FPGA Implementation of PoolFormer Network Using Python-Driven High-Level Synthesis Framework for Edge-AIoT Speech Recognition

Tiancheng Cao, Zhongyi Zhang, Wei Soon Ng, Wang Ling Goh, Yuan Gao

Published: 2026, Last Modified: 06 Apr 2026IEEE Trans. Very Large Scale Integr. Syst. 2026EveryoneRevisionsBibTeXCC BY-SA 4.0

Abstract: This brief presents an edge-AIoT speech recognition system, which is based on a new spiking feature extraction (SFE) method and a PoolFormer (PF) neural network optimized for implementation on field-programmable gate array (FPGA) hardware. A Python-driven high-level synthesis (HLS) flow is adopted to accelerate software-to-hardware conversion for fast validation, demonstrating the potential of FPGA-based solutions in edge applications.
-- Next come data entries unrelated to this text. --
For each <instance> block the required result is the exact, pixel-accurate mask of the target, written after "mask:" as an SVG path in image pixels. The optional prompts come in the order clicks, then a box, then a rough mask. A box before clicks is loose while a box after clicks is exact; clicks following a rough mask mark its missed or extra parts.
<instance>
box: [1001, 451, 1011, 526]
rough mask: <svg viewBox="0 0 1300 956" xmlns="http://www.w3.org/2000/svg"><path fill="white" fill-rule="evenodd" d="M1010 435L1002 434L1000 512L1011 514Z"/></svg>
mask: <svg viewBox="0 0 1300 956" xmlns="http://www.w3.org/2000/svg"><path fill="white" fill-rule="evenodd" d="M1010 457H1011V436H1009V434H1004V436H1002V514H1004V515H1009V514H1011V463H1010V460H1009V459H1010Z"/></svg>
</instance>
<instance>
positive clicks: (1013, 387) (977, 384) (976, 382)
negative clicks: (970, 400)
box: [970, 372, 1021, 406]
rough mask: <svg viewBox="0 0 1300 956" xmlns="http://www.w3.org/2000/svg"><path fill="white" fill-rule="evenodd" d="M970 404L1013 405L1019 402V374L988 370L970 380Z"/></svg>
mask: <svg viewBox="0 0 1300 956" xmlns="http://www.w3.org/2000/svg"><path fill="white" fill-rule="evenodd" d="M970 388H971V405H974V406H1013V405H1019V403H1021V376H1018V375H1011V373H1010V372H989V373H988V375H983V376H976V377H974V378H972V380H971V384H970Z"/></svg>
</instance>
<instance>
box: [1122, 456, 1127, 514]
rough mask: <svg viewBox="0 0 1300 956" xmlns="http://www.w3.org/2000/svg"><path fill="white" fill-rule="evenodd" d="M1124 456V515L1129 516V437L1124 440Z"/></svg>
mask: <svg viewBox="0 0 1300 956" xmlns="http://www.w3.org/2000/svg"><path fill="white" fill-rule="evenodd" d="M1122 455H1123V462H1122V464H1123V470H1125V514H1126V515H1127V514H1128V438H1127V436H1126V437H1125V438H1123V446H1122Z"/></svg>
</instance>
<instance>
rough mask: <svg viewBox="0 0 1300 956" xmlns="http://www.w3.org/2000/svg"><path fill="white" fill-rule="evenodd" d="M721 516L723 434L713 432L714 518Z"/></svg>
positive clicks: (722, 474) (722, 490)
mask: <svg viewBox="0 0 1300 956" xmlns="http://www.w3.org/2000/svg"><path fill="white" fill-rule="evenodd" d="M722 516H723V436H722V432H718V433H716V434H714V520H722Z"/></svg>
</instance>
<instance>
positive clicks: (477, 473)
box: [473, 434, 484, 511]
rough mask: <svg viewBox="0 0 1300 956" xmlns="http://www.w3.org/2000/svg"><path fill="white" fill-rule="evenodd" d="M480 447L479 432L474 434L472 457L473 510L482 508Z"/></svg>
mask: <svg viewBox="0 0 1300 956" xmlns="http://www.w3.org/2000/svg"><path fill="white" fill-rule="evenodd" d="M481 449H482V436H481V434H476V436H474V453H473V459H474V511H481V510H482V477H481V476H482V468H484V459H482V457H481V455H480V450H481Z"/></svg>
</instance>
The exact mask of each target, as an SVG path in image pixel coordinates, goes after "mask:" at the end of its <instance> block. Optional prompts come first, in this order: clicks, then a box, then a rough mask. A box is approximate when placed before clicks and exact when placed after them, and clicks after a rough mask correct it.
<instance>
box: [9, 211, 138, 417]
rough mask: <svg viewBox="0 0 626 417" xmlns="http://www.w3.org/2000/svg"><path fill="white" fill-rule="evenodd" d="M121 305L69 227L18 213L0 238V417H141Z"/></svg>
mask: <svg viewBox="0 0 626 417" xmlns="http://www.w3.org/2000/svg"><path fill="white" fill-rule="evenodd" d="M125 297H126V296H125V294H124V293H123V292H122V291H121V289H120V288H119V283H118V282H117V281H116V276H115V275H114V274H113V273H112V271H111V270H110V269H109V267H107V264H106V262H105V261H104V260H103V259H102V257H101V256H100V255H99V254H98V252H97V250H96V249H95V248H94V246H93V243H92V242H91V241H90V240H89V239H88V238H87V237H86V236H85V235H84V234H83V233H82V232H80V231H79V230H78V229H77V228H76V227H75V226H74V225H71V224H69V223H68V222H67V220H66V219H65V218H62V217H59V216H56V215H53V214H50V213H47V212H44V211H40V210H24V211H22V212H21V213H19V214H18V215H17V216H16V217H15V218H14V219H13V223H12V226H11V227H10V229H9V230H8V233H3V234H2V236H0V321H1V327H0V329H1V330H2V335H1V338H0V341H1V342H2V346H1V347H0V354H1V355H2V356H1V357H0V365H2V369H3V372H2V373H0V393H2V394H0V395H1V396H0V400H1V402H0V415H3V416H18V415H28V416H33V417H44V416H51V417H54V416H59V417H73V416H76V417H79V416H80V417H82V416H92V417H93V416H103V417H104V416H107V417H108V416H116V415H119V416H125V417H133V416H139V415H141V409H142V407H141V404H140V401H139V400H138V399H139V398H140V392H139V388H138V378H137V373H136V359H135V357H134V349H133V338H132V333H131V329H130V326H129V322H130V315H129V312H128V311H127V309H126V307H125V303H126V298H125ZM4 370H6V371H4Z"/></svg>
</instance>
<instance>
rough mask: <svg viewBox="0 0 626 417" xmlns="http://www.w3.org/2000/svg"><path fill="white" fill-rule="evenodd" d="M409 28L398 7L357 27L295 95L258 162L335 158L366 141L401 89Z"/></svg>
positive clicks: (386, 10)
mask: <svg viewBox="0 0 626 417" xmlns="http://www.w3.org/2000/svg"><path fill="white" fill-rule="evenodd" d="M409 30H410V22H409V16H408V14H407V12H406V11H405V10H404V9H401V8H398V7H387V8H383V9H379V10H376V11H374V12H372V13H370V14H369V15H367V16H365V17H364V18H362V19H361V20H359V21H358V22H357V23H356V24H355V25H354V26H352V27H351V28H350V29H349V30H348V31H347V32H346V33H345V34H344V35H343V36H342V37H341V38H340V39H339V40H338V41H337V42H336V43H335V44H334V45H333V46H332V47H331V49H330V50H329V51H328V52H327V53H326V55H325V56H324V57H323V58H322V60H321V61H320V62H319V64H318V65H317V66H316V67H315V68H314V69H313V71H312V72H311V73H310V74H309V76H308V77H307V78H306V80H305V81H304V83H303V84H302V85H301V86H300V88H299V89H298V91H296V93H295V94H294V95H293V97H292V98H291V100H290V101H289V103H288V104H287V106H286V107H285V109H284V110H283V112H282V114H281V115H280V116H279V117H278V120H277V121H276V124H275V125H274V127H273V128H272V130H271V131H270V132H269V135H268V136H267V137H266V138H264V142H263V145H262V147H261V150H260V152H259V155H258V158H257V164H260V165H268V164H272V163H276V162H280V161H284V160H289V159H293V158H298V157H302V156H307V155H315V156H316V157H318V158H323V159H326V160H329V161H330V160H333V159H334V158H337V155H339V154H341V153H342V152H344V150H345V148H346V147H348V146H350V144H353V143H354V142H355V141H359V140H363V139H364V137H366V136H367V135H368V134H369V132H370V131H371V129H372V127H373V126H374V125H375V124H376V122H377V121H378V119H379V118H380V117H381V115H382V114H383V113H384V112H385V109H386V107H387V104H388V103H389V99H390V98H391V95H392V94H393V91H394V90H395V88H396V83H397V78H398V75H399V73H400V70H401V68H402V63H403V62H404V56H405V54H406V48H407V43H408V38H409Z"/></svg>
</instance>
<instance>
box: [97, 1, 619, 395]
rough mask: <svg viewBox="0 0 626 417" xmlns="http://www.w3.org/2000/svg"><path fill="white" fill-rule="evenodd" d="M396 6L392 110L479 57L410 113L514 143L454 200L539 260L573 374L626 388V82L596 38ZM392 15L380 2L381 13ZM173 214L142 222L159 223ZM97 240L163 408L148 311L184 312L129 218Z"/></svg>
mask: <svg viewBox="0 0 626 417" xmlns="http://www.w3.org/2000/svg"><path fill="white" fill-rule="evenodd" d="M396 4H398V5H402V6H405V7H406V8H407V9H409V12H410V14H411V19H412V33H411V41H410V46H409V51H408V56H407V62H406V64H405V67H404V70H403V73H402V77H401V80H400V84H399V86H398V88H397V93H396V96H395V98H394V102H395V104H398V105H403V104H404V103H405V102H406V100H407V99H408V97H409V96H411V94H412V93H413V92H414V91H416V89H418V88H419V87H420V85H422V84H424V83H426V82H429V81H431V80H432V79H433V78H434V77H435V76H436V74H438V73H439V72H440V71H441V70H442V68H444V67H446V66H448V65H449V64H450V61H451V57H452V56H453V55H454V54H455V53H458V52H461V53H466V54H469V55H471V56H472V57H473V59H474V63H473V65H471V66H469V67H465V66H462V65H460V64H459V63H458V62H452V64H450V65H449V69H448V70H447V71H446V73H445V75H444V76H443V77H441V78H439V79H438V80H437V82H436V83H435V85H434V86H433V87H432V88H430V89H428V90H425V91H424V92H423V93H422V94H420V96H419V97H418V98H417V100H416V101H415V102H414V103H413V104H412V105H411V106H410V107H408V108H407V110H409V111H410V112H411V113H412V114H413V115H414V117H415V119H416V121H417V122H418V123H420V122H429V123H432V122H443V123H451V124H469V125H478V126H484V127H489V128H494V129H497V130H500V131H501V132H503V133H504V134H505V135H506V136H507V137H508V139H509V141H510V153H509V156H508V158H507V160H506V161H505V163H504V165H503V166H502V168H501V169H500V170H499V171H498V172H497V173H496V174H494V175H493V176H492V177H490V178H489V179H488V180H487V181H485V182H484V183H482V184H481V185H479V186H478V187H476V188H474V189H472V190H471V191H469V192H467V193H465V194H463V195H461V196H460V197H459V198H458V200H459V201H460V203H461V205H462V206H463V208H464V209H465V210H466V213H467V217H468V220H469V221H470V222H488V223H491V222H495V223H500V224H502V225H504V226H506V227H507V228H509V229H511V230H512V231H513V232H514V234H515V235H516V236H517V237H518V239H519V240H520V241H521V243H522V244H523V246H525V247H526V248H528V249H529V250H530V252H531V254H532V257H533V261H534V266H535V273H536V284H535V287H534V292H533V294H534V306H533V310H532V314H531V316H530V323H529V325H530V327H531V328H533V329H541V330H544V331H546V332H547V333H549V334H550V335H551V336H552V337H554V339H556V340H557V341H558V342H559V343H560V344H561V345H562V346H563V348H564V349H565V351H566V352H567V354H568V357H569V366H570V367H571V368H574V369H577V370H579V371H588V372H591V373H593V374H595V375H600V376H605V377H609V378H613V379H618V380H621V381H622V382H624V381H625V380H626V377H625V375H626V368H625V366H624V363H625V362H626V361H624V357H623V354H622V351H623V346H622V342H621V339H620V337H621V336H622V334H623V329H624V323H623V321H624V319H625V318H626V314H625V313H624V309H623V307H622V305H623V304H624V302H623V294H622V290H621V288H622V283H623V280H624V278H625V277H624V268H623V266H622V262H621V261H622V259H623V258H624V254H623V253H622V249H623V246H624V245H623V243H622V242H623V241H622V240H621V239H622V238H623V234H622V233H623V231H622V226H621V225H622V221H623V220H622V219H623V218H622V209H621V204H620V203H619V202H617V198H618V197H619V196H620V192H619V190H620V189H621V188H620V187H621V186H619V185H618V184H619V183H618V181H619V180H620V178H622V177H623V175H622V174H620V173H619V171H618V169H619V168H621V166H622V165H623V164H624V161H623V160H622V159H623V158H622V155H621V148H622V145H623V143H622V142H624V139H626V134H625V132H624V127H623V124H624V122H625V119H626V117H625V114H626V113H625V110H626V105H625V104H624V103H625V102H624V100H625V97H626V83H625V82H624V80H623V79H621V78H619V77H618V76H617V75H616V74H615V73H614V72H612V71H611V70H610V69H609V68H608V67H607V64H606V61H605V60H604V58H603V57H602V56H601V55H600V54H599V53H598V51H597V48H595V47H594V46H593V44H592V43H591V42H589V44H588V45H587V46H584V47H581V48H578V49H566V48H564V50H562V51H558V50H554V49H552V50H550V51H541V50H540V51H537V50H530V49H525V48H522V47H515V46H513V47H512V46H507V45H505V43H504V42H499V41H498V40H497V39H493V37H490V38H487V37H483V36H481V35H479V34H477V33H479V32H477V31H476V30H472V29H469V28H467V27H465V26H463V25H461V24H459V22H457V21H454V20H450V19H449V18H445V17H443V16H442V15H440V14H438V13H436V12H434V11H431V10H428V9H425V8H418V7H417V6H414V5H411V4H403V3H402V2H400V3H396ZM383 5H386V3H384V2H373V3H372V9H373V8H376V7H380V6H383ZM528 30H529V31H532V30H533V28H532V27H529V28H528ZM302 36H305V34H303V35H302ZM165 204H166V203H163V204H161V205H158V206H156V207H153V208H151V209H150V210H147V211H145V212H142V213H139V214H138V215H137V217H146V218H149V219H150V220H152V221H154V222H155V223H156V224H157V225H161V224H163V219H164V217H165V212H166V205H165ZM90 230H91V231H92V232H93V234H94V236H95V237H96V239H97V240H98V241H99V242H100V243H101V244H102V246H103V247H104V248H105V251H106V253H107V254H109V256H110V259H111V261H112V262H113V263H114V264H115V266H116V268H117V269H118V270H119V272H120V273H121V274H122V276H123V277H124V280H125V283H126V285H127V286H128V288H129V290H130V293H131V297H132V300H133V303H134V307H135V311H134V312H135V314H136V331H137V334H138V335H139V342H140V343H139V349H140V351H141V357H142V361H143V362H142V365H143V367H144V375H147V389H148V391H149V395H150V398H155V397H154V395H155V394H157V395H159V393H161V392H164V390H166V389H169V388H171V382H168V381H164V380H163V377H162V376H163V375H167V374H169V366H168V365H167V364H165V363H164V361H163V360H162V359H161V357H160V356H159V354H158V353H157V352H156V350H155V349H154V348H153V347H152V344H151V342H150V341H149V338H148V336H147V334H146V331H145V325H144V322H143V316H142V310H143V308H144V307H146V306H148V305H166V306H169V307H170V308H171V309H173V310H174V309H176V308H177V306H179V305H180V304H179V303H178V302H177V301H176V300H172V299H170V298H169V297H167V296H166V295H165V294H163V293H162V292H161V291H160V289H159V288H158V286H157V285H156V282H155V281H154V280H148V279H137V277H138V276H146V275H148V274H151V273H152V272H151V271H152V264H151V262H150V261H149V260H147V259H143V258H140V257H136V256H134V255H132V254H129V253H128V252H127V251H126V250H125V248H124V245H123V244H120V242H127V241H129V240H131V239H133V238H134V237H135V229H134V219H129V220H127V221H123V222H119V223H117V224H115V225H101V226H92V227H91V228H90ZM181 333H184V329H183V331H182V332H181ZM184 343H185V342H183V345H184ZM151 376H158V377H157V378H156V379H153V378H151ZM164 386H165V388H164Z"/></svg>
This work provides a holistic end-to-end solution for ultralow-power speech recognition, leveraging HLS to bridge the gap between software and hardware development. Implemented in a Xilinx PYNQ-Z2 FPGA board, this optimized PF model achieved a speech recognition accuracy rate of 95.41% on the 35-class Google Commands dataset with a parameter count of 39k.